Reading the visual language of the Buddhist wall paintings of Kucha
Key information
- Date
- Time
-
10:00 am to 1:00 pm
- Venue
- Main Building
- Room
- G3
- Event type
- Seminar
About this event
The wall paintings of the Buddhist cave temples of Kucha are composed in a distinctive and highly refined pictorial language.

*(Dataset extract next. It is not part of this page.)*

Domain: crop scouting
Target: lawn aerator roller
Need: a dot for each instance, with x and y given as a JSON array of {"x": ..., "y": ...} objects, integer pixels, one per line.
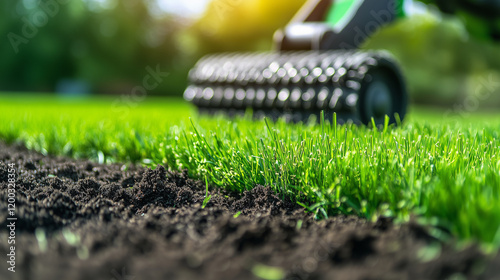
[{"x": 317, "y": 67}]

By learning their basic iconographic vocabulary and pictorial grammar, these murals can be approached as visual texts that can be actively 'read'. In this seminar, participants will engage in hands-on exercises to practice reading and interpreting the pictorial language of Kucha Buddhist painting. Through these practical exercises, the seminar will explore what kinds of Buddhological and historical insights can be drawn from mural materials by closely observing and analysing their visual language.
Attendance
This event is free and open to all, but registration is required.
Sponsor and organiser
The Buddhist Forum series is kindly sponsored by the Khyentse Foundation. It has been organised by the SOAS Centre of Buddhist Studies.
About the speaker
Satomi Hiyama is Assistant Professor of Buddhist Art History at the Department of Eastern Philosophy and Culture on the Faculty of Letters of Toyo University, as well as External Researcher of the research centre ‘Buddhist Wall Paintings of Kucha on the Northern Silk Road’ at the Saxon Academy of Sciences and Humanities in Leipzig. Her research focuses on the wall paintings of Buddhist rock-cut monasteries along the Silk Road, with special focus on Kucha and Dunhuang. She was Research Fellow of the Asian Art Museum, State Museums of Berlin from 2010 to 2016, and completed her PhD at Freie Universität Berlin in 2014. Her publications include: G. Vignato & S. Hiyama, Traces of the Sarvāstivādins in the Buddhist Monasteries of Kucha (Leipzig Kucha Studies 3, 2022); I. Konczak-Nagel / S. Hiyama / A. Klein (eds.), Connecting the Art, Literature, and Religion of South and Central Asia: Studies in Honour of Monika Zin (2022); H. Habata & S. Hiyama (eds.), Variety of Jātaka and Avadāna Transmission (2025).